Recent advances in Large Vision-Language Models (LVLMs) have shown strong potential for multi-modal radiological reasoning, particularly in tasks like diagnostic visual question answering (VQA) and radiology report generation. However, most existing approaches for 3D CT analysis largely rely on static, single-pass inference. In practice, clinical interpretation is a dynamic, tool-mediated workflow where radiologists iteratively review slices and use measurement, radiomics, and segmentation tools to refine findings. To bridge this gap, we propose CT-Flow, an agentic framework designed for interoperable volumetric interpretation. By leveraging the Model Context Protocol (MCP), CT-Flow shifts from closed-box inference to an open, tool-aware paradigm. We curate CT-FlowBench, the first large-scale instruction-tuning benchmark tailored for 3D CT tool-use and multi-step reasoning. Built upon this, CT-Flow functions as a clinical orchestrator capable of decomposing complex natural language queries into automated tool-use sequences. Experimental evaluations on CT-FlowBench and standard 3D VQA datasets demonstrate that CT-Flow achieves state-of-the-art performance, surpassing baseline models by 41% in diagnostic accuracy and achieving a 95% success rate in autonomous tool invocation. This work provides a scalable foundation for integrating autonomous, agentic intelligence into real-world clinical radiology.
Paper Structure (44 sections, 2 equations, 5 figures, 5 tables)
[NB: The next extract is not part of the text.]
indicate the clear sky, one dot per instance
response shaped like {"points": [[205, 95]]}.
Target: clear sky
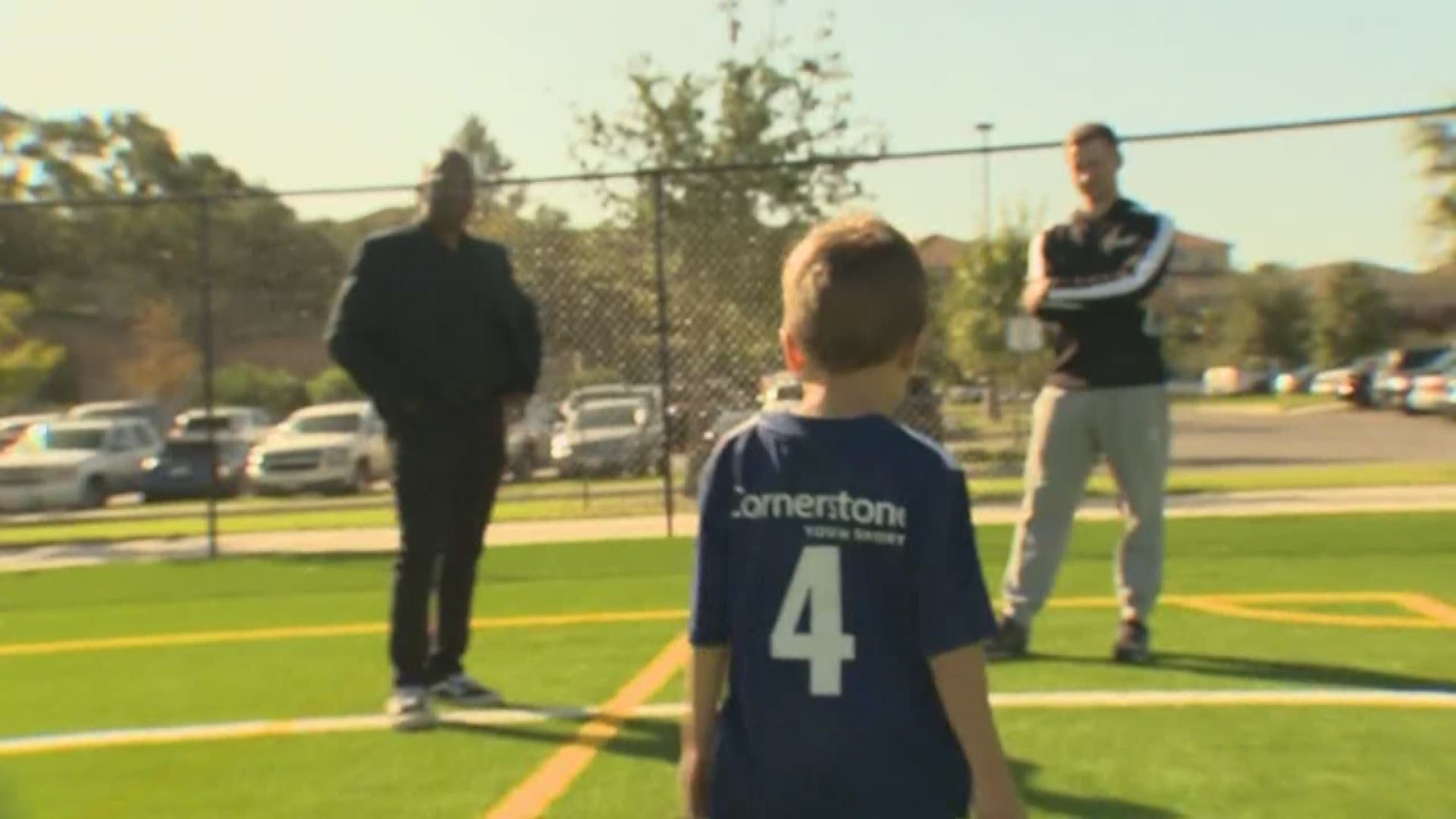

This paper contains 44 sections, 2 equations, 5 figures, 5 tables.

Figures (5)

  • Figure 1: Comparison of 3D CT analysis paradigms. Left: Traditional End-to-End LVLMs rely on passive visual ingestion of 3D data, resulting in static textual outputs. Right: The proposed CT-Flow framework leverages the Model Context Protocol to transform the LLM into an active agent. It dynamically orchestrates specialized tools to deliver precise, multi-modal diagnosis.
  • Figure 2: Overview of the CT-Flow framework. (i) Data Construction: The pipeline for raw data curation, trajectory synthesis, and the establishment of the CT-Flow benchmark. (ii) Architectures: The system decouples the LLM orchestrator from the imaging environment via FASTMCP, bridging high-level servers with medical imaging infrastructures to provide a suite of atomic tools in the Tool Space. (iii) Case Study: A demonstration of a Language-Action Trajectory $\mathcal{T}$. The orchestrator performs Active Probing by iteratively generating reasoning states ($s_t$), executing tool calls ($a_t$), and interpreting high-fidelity observations ($o_t$) to reach a grounded diagnostic answer.
  • Figure 3: Comparative performance of various models using the CT-Flow framework vs. the slice-based baseline.
  • Figure 4: Performance impact of tool category ablation. Bars indicate accuracy (%) and the red line tracks format errors. Removing specific tool classes (cls. 2-4) leads to decreased diagnostic accuracy and increased errors across all tasks, validating the necessity of the full hierarchical toolset.
  • Figure 5: Structure of the System Prompt. The core principles, critical thinking rules, and standard operating procedures (SOPs) for the AI Medical Imaging Assistant are displayed. To facilitate a clear presentation, the specific technical definitions of available tools have been truncated.